毎週楽しみに見ていたドラマ「ルーズヴェルトゲーム」が終わってしまった。「極悪がんぼ」も終わっちゃった。昔よりドラマの放送クールが短くなったから何となくせわしない。

「ルーズヴェルトゲーム」は、中堅電子部品メーカーを舞台に、窮地に立たされた経営者が必死になって形勢逆転を目指すストーリーだ。

昨年大ヒットした「半沢直樹」と主要な制作スタッフが同じとあって大いに話題を集めていた。

後半になるにつれて、どんどんクサいセリフ回しやベタなシナリオ展開が鼻についたが、素直に楽しめた。ストーリー展開が誰でも想像できちゃうほど単純明快だったが日曜夜のドラマはあれでいいのだろう。サザエさんと同じである。

唐沢寿明と江口洋介が社長と専務という関係だった。その昔のドラマ「愛という名のもとに」を一生懸命見ていた私にとっては、当時、大学生役だった二人の老化が
妙にリアルだった。


「半沢」に引き続き、重要な役どころで出演していた香川照之が今回もまた突き抜けていた。顔芸とも言えそうなあの表情の作り方は超絶的だと思う。

http://headlines.yahoo.co.jp/hl?a=20140623-00000066-dal-ent

視聴率は「半沢直樹」ほどの水準には達しなかったようだが、理由は主人公のポストの違いだという指摘があるらしい。

「半沢」はメガバンクの論理の中で翻弄される中間管理職が主人公、かたや「ルーズヴェルト」は倒産寸前にまで追い込まれた企業の再生に挑む社長が主人公である。

世の中の絶対数から言えば、当然、社長の数より中間管理職のほうが遙かに多い。従業員1万人の企業なら中間管理職は数百人単位だが、あくまで社長は一人である。

ドラマの世界に親近感を覚えるか、もしくはドラマの主人公に感情移入出来るかという点で、「半沢」ほどの大ヒットにはならなかったという理屈だ。

ある意味、社長というポジションの孤独さを象徴するかのような分析だと思う。

経営トップの苦悩や重圧はトップを経験した人間にしか分からない。どう逆立ちしたってそれが真理だと思う。

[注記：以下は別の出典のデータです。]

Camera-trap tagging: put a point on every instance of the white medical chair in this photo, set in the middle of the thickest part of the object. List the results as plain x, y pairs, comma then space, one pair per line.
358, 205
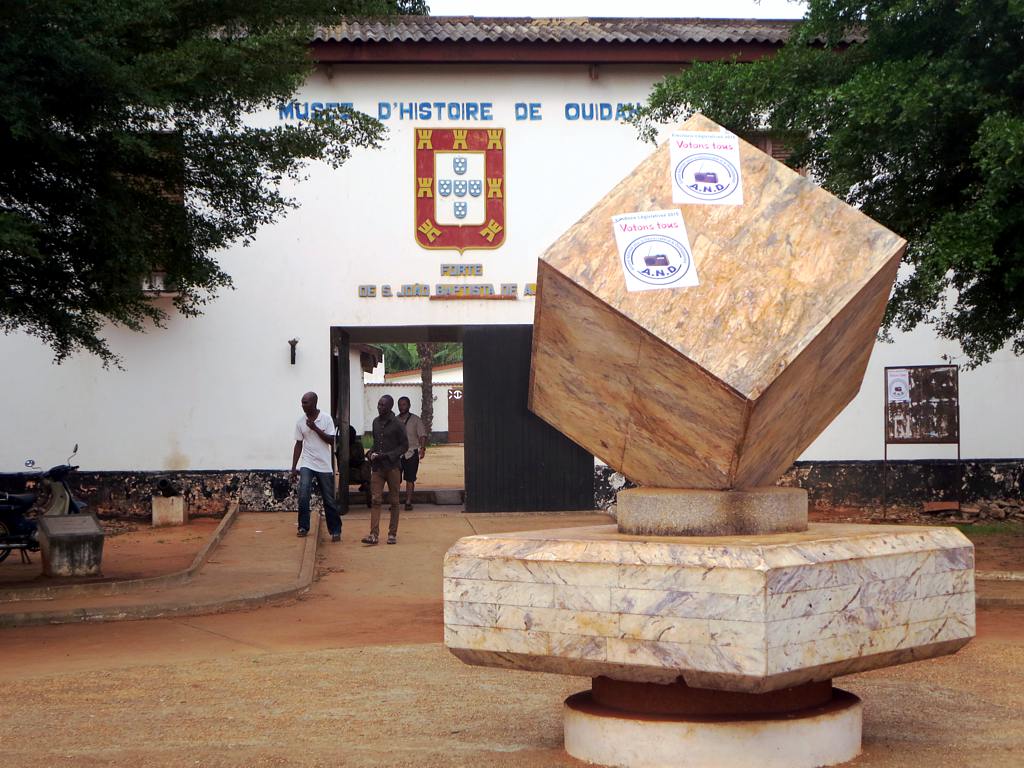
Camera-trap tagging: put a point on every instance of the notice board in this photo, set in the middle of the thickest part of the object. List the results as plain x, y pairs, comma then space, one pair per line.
923, 404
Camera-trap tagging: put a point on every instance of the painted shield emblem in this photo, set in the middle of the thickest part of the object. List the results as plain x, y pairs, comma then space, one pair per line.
459, 187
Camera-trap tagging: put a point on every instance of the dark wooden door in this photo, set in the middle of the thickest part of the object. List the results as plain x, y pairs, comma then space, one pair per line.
457, 421
514, 461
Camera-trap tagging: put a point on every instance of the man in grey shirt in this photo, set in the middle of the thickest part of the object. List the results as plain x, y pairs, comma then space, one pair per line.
417, 434
389, 443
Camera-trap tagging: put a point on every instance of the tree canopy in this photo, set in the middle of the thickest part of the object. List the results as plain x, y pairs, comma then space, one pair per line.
127, 151
912, 111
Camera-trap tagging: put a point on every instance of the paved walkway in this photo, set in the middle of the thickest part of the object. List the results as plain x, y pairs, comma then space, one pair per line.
352, 674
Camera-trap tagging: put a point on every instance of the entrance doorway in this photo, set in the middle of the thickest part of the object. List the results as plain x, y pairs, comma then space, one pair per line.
514, 462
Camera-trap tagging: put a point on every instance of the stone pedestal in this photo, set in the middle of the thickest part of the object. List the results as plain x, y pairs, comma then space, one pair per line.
71, 545
819, 734
169, 510
750, 613
688, 512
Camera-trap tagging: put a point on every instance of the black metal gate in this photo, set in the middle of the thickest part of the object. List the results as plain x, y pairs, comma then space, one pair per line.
514, 461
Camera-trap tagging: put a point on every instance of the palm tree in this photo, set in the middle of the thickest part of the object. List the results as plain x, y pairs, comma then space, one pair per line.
422, 355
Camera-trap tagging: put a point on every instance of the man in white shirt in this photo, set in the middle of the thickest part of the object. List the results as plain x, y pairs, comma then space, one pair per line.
313, 448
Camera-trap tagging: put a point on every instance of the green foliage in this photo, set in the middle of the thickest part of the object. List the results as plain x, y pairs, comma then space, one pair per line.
407, 357
921, 125
126, 152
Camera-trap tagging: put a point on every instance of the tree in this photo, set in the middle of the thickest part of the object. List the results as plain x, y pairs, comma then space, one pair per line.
127, 153
422, 356
425, 350
912, 111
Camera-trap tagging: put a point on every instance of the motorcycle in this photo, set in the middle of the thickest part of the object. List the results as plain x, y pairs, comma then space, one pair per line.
19, 531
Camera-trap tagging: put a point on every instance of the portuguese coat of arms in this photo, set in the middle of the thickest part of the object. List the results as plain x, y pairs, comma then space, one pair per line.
460, 187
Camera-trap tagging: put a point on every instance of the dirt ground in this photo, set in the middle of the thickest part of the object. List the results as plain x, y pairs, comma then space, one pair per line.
354, 675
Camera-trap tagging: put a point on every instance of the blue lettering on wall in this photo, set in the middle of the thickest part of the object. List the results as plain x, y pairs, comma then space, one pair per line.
530, 111
306, 110
460, 111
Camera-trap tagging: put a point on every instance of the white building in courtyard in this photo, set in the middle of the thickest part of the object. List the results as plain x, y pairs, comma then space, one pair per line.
540, 107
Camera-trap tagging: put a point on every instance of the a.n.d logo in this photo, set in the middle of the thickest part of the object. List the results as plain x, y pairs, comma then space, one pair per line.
460, 187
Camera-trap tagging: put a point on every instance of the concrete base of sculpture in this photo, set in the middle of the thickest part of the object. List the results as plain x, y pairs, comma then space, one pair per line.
818, 735
647, 511
749, 613
169, 510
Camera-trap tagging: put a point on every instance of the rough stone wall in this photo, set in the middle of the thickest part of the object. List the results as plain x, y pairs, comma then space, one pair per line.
207, 494
829, 484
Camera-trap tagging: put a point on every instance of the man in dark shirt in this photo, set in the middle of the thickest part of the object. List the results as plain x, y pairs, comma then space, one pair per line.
390, 442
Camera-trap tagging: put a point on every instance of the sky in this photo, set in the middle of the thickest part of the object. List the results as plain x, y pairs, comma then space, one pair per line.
631, 8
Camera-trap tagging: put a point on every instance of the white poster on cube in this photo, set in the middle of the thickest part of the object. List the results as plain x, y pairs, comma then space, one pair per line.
706, 168
654, 250
898, 385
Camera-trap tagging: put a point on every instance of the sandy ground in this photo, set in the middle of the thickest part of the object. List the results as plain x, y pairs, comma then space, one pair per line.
354, 675
442, 467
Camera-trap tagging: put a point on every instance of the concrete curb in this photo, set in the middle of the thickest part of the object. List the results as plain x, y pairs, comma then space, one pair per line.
174, 606
54, 592
999, 576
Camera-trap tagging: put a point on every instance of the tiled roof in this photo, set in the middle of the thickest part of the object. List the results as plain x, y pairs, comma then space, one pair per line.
502, 30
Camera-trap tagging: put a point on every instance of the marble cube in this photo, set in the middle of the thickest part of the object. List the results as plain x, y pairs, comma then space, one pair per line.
742, 613
724, 384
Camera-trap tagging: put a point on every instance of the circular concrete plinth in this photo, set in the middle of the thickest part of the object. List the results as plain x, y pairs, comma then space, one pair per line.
827, 734
647, 511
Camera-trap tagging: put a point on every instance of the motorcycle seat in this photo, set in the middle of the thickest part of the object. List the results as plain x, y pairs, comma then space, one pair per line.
24, 500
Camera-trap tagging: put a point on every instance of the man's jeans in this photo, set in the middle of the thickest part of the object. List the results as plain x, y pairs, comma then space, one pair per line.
326, 482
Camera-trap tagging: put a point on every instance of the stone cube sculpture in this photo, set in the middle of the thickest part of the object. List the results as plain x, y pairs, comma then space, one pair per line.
712, 616
724, 384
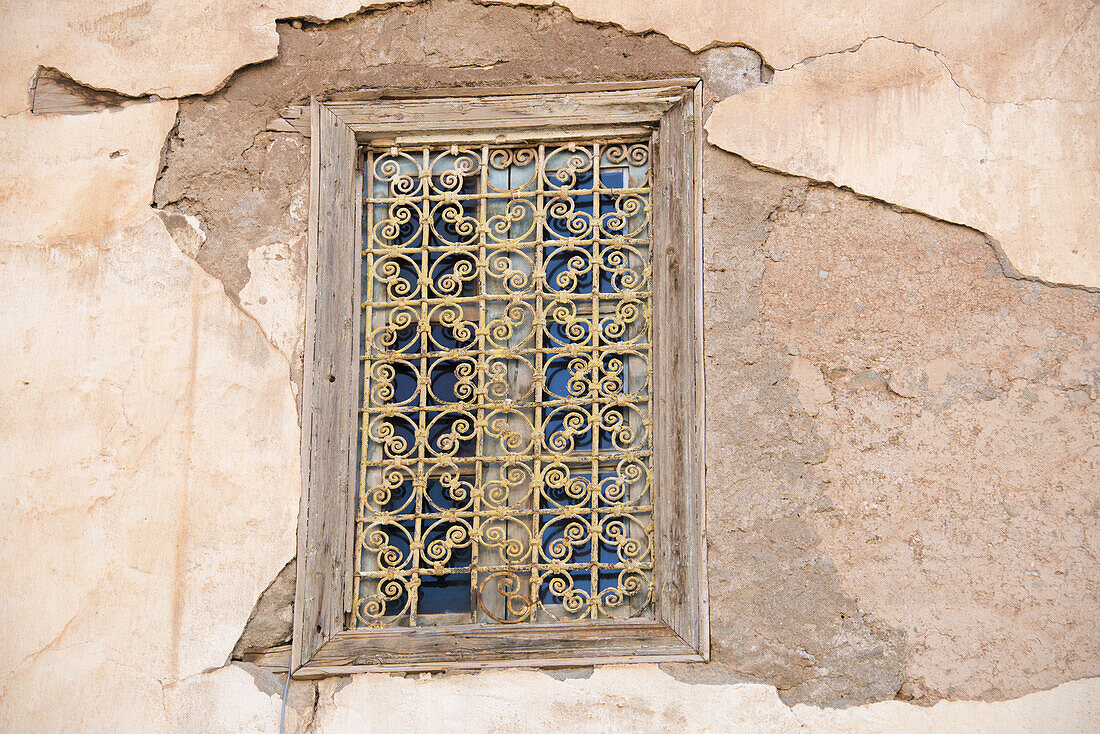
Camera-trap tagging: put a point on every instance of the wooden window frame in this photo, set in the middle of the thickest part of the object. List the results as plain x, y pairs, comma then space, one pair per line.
670, 109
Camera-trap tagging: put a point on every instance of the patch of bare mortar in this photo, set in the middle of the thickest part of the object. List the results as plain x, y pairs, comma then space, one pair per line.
272, 619
569, 674
1007, 269
55, 92
777, 610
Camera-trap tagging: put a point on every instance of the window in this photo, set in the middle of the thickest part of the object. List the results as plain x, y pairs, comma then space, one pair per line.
502, 409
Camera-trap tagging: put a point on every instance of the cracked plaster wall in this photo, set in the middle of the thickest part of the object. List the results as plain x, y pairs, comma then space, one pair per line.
886, 404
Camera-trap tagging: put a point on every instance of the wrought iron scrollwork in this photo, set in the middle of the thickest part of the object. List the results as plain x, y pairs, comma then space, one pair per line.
505, 418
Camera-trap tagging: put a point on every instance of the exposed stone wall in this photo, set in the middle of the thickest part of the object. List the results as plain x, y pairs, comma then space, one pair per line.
902, 480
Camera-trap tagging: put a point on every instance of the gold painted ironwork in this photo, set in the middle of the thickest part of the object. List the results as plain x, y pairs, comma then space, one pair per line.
505, 423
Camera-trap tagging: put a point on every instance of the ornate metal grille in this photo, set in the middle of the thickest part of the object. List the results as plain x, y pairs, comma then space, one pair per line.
505, 431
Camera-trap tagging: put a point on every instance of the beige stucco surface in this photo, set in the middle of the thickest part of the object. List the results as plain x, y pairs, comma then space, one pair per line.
149, 431
890, 121
946, 488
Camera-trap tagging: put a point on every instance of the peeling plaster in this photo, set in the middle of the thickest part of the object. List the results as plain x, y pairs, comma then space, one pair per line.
888, 120
91, 225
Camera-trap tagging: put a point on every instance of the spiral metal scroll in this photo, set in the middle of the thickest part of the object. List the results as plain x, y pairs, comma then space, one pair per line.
505, 417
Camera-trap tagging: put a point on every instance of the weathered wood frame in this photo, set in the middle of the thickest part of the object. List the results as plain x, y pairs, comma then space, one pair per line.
670, 109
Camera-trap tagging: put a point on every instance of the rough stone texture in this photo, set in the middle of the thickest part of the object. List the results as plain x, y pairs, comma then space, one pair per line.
777, 610
640, 700
963, 479
222, 168
902, 471
1032, 65
272, 619
1000, 51
149, 436
890, 121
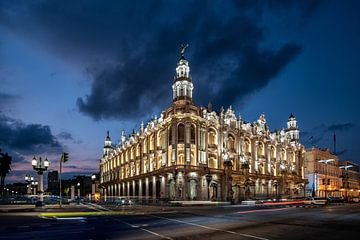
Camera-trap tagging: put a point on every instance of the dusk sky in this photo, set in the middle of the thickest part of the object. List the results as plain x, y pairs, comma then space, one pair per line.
71, 70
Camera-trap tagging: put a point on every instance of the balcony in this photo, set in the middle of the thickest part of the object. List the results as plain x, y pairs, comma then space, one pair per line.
212, 146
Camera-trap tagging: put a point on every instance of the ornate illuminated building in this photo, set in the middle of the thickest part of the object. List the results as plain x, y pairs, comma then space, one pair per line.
195, 153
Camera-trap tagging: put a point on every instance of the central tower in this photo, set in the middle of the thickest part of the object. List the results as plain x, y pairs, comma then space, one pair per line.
182, 86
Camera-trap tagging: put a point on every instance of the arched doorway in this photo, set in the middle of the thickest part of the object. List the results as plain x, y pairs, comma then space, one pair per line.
213, 191
193, 189
131, 191
158, 189
172, 190
150, 190
143, 188
137, 189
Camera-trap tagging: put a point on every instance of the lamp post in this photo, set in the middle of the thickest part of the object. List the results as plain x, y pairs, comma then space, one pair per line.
34, 185
208, 180
78, 185
29, 179
326, 161
40, 166
346, 176
93, 187
276, 189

後ろに控えている人がいない経営者の心理状態は、大げさではなく恐怖と孤独感が中心だ。だから変な宗教にはまる人も多いし、迷信をやたらと気にする人も多い。

誰かがカバーしてくれる、誰かがケツふいてくれる等々、少なからずそんな依存心で行動しているビジネスマンが多数を占める世の中で、最後の砦という重圧は想像以上にキツい

野球に例えれば、内野手より外野手、それも自分の後ろにフェンスも観客席もない状況に追い込まれてプレーするような感じだろうか。

企業規模を問わず、オーナー経営者であれば尚更そんな意識は強い。大企業の雇われ社長と街場の零細企業のオーナー社長だったら、きっと、後者のほうが押しつぶされそうな重圧と闘っていると思う。

映画「寅さん」に出てくるタコ社長だって、あんなに呑気そうに見えて、一歩歯車が狂い出せば、首つって保険金で借金清算という事態も簡単に起こりえる。

そんな思いで生きている世の中の社長さん達の声は、ニッポン経済にとって数多くの示唆や教訓に溢れている。

ただ、ビジネスマン全体から見れば、社長の数はごく少数だ。世論や世間の空気は多数派によって作られ、少数派の声は埋もれがち。実にもったいない話である。

経営トップ、すなわち世の中の社長さんの意見や感性には、経済を牽引するエキスがたっぷり詰まっている。

経済成長期ならともかく、混沌とした時代になっても、相変わらず役人の頭だけで政策は作られている。この現実こそが今の社会の限界を表わしていると思う。